By permitting family members in Malta to pass on their licenses as a Port worker to the respective next-of-kin defeats the whole scope of basic principles of fairness, equality and non-discrimination. Every worker should be granted with a Port Worker Licence for their own personal merits, without the interference of family bias and favouritism. The local selection system currently in place indeed restricts the work freedoms within this sector.

In light of the above considerations, Malta had until the 29th November 2022 (2 months from receiving the formal notice dated 29th September 2022) to comply with the opinion presented by the EC, and amend its legislation. Since to date it did not, there is now a possibility that the EC will bring the matter before the Court of Justice of the European Union. The Courts will then take the necessary steps to ensure that Mata complies with the opinion, and, it may even impose a penalty payment.

Concluding Remarks

Any person should always be free to fill the vacancy of a port worker, without feeling fearful that this work opportunity will be turned down, without question, by the local Authorities, simply due to the permissible family ‘pass it on’ legal trend.

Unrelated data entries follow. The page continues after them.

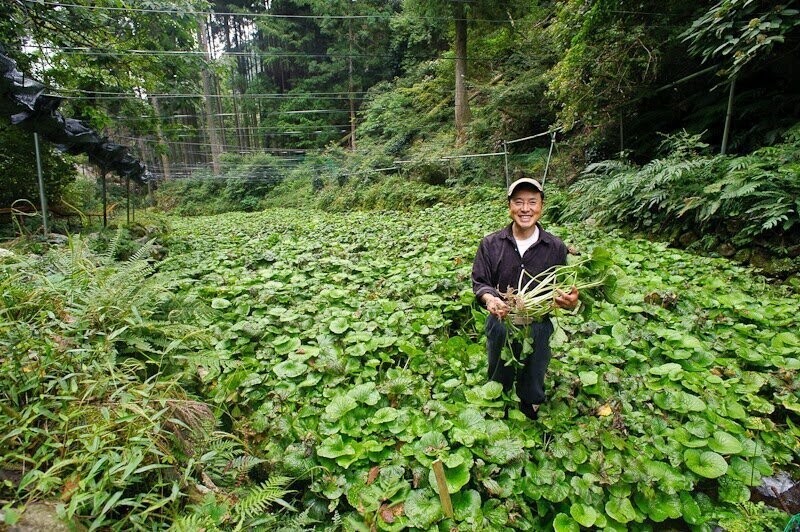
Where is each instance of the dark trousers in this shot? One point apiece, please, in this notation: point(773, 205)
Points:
point(529, 377)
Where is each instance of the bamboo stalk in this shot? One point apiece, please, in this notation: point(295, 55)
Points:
point(444, 495)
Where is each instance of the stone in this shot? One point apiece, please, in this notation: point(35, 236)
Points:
point(726, 250)
point(40, 517)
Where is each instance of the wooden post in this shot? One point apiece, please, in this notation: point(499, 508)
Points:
point(105, 199)
point(728, 113)
point(505, 158)
point(42, 196)
point(444, 494)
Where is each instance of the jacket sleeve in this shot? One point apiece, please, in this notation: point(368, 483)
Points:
point(482, 273)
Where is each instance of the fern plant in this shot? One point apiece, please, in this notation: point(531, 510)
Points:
point(94, 407)
point(735, 199)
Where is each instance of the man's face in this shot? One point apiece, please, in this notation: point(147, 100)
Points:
point(525, 208)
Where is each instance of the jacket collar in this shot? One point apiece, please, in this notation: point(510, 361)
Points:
point(544, 236)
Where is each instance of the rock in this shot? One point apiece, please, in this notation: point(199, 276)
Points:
point(40, 517)
point(58, 239)
point(726, 250)
point(780, 491)
point(688, 238)
point(743, 256)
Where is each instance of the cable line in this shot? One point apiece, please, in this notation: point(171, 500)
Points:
point(251, 15)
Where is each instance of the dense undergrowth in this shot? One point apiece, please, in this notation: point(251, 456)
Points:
point(747, 206)
point(98, 413)
point(343, 351)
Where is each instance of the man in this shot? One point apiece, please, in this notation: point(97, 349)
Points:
point(500, 259)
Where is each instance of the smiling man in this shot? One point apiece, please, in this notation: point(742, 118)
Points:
point(501, 257)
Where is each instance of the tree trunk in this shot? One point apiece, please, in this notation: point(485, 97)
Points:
point(462, 103)
point(208, 94)
point(350, 88)
point(163, 146)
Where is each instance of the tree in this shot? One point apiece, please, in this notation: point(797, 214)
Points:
point(461, 12)
point(738, 33)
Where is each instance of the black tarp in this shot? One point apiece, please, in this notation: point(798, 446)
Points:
point(25, 103)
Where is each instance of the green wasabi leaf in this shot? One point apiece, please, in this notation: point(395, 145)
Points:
point(725, 443)
point(339, 325)
point(584, 514)
point(564, 523)
point(707, 464)
point(620, 509)
point(422, 507)
point(289, 369)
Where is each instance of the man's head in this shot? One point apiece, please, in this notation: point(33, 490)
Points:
point(525, 198)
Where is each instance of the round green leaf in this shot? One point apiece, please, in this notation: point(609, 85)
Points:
point(334, 447)
point(338, 407)
point(220, 303)
point(288, 369)
point(422, 507)
point(456, 477)
point(466, 505)
point(707, 464)
point(285, 344)
point(339, 325)
point(584, 514)
point(725, 443)
point(620, 509)
point(564, 523)
point(385, 415)
point(733, 491)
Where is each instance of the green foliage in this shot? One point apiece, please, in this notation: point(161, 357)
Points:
point(18, 175)
point(95, 408)
point(364, 364)
point(245, 181)
point(733, 199)
point(738, 33)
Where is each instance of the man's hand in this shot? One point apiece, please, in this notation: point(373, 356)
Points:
point(567, 301)
point(496, 306)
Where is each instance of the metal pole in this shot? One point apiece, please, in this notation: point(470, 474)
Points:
point(505, 156)
point(726, 131)
point(128, 199)
point(42, 197)
point(549, 154)
point(105, 219)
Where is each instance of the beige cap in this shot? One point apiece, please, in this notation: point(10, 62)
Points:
point(528, 180)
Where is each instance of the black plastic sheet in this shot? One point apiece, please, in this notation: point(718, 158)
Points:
point(25, 103)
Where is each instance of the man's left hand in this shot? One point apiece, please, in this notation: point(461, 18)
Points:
point(567, 301)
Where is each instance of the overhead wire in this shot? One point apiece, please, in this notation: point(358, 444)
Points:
point(252, 15)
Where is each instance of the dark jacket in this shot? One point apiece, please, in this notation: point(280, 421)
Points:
point(498, 265)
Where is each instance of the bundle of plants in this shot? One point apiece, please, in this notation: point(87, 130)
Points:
point(534, 298)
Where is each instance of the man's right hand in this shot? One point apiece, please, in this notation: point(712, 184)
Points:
point(496, 306)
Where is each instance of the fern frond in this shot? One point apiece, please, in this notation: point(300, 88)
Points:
point(261, 497)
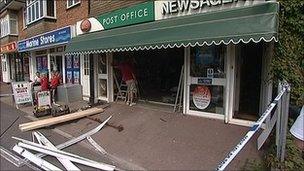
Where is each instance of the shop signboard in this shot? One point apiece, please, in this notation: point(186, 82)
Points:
point(167, 9)
point(57, 37)
point(7, 48)
point(22, 92)
point(141, 13)
point(44, 98)
point(201, 97)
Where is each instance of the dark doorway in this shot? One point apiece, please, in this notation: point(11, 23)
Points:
point(157, 72)
point(249, 73)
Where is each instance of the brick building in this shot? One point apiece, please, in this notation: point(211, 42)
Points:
point(208, 51)
point(11, 61)
point(36, 24)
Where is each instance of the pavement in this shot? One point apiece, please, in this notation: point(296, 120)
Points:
point(154, 138)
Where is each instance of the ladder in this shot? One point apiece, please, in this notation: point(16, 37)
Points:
point(179, 94)
point(122, 89)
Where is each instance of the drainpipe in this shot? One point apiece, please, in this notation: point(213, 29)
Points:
point(92, 91)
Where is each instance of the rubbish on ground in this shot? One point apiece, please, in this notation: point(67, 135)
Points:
point(79, 138)
point(44, 141)
point(9, 126)
point(33, 158)
point(97, 146)
point(119, 127)
point(58, 153)
point(60, 119)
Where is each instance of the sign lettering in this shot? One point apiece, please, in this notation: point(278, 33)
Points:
point(128, 16)
point(59, 36)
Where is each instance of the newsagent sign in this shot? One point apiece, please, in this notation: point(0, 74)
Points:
point(136, 14)
point(157, 10)
point(56, 37)
point(174, 8)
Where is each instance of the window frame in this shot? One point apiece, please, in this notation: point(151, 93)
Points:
point(6, 29)
point(34, 6)
point(73, 3)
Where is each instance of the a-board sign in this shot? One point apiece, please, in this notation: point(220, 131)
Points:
point(22, 92)
point(44, 98)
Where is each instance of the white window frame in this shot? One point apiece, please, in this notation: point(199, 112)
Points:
point(32, 4)
point(74, 3)
point(6, 29)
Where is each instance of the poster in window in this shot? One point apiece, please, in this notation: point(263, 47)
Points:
point(76, 77)
point(44, 62)
point(69, 61)
point(39, 64)
point(201, 97)
point(69, 77)
point(76, 62)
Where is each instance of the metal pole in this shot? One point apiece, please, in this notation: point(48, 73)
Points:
point(284, 125)
point(278, 124)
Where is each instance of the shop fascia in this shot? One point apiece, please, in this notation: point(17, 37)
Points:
point(56, 37)
point(170, 7)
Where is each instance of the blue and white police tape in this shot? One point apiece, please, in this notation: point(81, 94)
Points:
point(224, 163)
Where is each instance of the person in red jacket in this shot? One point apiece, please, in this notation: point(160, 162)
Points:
point(44, 82)
point(55, 81)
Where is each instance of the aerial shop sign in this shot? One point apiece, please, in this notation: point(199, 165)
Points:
point(52, 38)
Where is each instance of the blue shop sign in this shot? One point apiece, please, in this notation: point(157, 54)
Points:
point(56, 37)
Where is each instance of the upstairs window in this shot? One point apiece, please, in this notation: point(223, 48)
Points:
point(71, 3)
point(38, 9)
point(9, 25)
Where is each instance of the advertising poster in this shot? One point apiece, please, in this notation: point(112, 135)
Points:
point(76, 77)
point(69, 77)
point(39, 64)
point(76, 62)
point(44, 63)
point(201, 97)
point(44, 98)
point(69, 62)
point(22, 92)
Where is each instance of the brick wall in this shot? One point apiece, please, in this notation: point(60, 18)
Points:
point(98, 7)
point(64, 17)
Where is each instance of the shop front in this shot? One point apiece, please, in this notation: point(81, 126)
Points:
point(46, 53)
point(15, 66)
point(222, 50)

[1] This on the basis of Article 258 of the Treaty of the Functioning of the European Union (TFEU), which may be accessed here.

[2] Article 56 of the TFEU

[3] Article 49 of the TFEU

[4] The handling of cargo includes cereals, seeds and grains, meats, gas cylinders and bitumen or asphalt in drums, but excludes that cargo transported between Malta, Gozo and Comino, coke or coal in bulk, oils and wines, farm animals and fish, bitumen in bulk, motor vehicles and commercial vehicles of a maximum of 10 tons.

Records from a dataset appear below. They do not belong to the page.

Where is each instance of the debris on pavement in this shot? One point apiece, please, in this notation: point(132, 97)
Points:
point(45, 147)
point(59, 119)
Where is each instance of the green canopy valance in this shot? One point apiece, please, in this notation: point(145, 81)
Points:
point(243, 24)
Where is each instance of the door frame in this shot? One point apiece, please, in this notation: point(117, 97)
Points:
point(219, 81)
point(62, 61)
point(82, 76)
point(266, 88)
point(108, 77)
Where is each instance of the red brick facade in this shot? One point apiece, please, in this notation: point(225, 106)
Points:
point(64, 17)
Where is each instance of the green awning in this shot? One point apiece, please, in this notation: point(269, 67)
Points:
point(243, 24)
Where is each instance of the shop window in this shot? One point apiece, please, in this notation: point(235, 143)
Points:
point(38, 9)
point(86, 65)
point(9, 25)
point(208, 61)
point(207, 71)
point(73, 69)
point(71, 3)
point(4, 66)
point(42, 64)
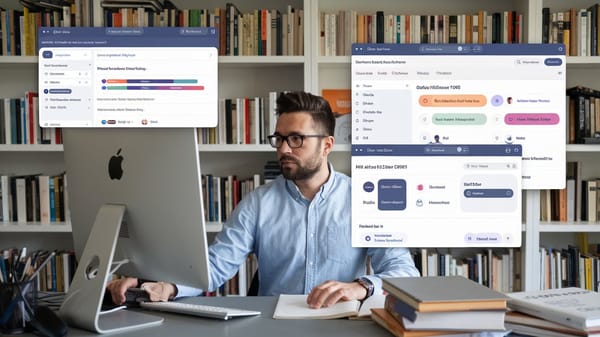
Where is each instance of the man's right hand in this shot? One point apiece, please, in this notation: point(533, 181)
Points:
point(118, 288)
point(157, 291)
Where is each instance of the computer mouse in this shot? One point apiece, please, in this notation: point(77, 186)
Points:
point(47, 323)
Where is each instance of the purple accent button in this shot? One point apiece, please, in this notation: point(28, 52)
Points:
point(532, 119)
point(496, 100)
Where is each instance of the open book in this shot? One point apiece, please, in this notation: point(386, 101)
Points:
point(295, 307)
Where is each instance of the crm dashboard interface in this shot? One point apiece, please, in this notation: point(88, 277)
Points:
point(436, 195)
point(128, 77)
point(465, 94)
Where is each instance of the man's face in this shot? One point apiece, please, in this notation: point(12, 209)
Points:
point(303, 162)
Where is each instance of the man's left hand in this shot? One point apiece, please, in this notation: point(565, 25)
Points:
point(331, 292)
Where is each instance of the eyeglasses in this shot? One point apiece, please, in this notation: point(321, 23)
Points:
point(294, 140)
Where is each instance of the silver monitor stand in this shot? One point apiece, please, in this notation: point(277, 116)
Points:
point(82, 305)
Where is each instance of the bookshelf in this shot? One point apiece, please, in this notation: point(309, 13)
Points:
point(249, 76)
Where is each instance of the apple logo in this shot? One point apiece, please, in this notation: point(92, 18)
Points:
point(115, 171)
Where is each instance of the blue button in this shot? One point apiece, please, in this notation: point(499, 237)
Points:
point(488, 193)
point(552, 61)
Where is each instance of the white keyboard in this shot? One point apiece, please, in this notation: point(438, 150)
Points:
point(198, 309)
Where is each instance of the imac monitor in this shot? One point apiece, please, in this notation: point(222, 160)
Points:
point(129, 100)
point(135, 198)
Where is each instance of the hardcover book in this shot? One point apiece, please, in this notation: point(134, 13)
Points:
point(471, 320)
point(527, 324)
point(295, 307)
point(444, 293)
point(574, 307)
point(388, 322)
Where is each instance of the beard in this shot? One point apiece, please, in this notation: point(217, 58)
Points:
point(297, 171)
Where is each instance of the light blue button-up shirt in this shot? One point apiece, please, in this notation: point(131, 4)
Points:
point(299, 243)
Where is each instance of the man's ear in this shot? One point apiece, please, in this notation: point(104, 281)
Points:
point(328, 144)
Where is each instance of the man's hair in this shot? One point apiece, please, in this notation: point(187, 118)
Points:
point(316, 106)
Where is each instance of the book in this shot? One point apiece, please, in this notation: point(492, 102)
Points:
point(444, 293)
point(388, 322)
point(472, 320)
point(574, 307)
point(295, 307)
point(520, 322)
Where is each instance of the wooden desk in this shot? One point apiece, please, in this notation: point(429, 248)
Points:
point(257, 326)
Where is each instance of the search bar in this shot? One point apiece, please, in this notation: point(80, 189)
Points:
point(444, 49)
point(490, 166)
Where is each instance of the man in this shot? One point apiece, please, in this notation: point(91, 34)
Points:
point(298, 225)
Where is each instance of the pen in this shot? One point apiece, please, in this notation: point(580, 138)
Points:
point(34, 275)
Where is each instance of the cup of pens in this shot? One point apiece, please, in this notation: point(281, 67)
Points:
point(17, 301)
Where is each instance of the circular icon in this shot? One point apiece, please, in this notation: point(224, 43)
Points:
point(368, 187)
point(497, 100)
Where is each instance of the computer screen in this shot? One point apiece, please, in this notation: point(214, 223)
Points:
point(129, 100)
point(155, 175)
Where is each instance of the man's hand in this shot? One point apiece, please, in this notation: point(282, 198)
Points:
point(118, 288)
point(331, 292)
point(157, 291)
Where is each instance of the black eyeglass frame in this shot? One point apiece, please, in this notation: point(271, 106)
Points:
point(276, 140)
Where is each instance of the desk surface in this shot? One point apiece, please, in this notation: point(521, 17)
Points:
point(257, 326)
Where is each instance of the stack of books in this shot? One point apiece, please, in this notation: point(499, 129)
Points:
point(555, 313)
point(436, 306)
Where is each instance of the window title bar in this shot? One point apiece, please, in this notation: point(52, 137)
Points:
point(442, 150)
point(77, 37)
point(457, 49)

[5] As established through Article 10 of the Port Workers Regulations, where the register shall contain a section clearly indicating the names of persons, other than prospective port workers, eligible to become port workers.

[6] The surcharge, or additional charge, is calculated at such percentage of the gross wages of port workers, as prescribed by law.

[7] Refer to Article 11(3) of S.L 171.02

[8] Refer to the case John Elton Mifsud vs Port Workers Board et, First Hal Civil Court, on the 25th of February 2021, Case Number 104/2019, which proved how the succession of a Port Workers’ licence cannot be passed onto a family member below the age of 18. It was explained that: “madankollu l-istess Vincent Mifsud ma setax jirregistra lill-ibnu l-esponent biex jiret il-pozizzjoni tieghu skont il-ligi u dan ghaliex fiz-zmien li rtira l-esponent kellu hmistax-il sena u kwindi ma kienx tal-eta`. Ta’ min ifakkar illi s-sistema` li kienet tithaddem fil-Port hija simili ghal sistema “closed shop” u dana billi d-dritt tax-xoghol jintiret mill-genitur favur l-akbar mill-ulied (ara Regolament 13 ta` L.S. 171.02).”